Alertada a Câmara Municipal de Lisboa (CML) para este valioso
património, ao tempo do vereador Rui Godinho, que, em boa hora, tomou
este assunto em mãos, algumas destas ocorrências foram intervencionadas
no sentido de as colocar à fruição por parte do público.
Após alguns anos de estagnação, a actual vereação retomou esse trabalho
pioneiro, e que foi exemplo para outras cidades do País, havendo, neste
momento, um projecto visando concluir o que havia sido iniciado e
estender esta mesma preocupação a outros sítios entretanto referenciados
por funcionários da Câmara com preparação geológica adequada.
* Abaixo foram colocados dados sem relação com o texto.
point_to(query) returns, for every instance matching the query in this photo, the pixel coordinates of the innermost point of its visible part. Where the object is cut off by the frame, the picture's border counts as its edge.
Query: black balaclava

Lisboa dispõe, hoje, de um conjunto de geomonumentos já musealizados ou
em vias de musealizaçao, no espírito do que definimos como um Exomuseu
da Natureza (1º Encontro Nacional do Ambiente, Turismo e Cultura,
reunido em Sintra, em 1989, por iniciativa do Centro Nacional de
Cultura, ao tempo da saudosa Helena Vaz da Silva). Concebido como um
conjunto de ocorrências naturais, esta estrutura museológica,
geograficamente dispersa, pode ser coordenada a partir de um museu, de
uma autarquia, de uma universidade ou de uma fundação que as identifica,
inventaria, e as aceita como “peças de museu” que, como tal, protege,
estuda, valoriza e explica ao cidadão. Sendo evidente que tais
ocorrências não cabem, fisicamente, dentro do edifício de um museu
convencional e tendo em atenção que o seu enquadramento natural, no
local onde se encontram, é essencial à sua compreensão, elas têm,
forçosamente, de permanecer fora das paredes da referida instituição.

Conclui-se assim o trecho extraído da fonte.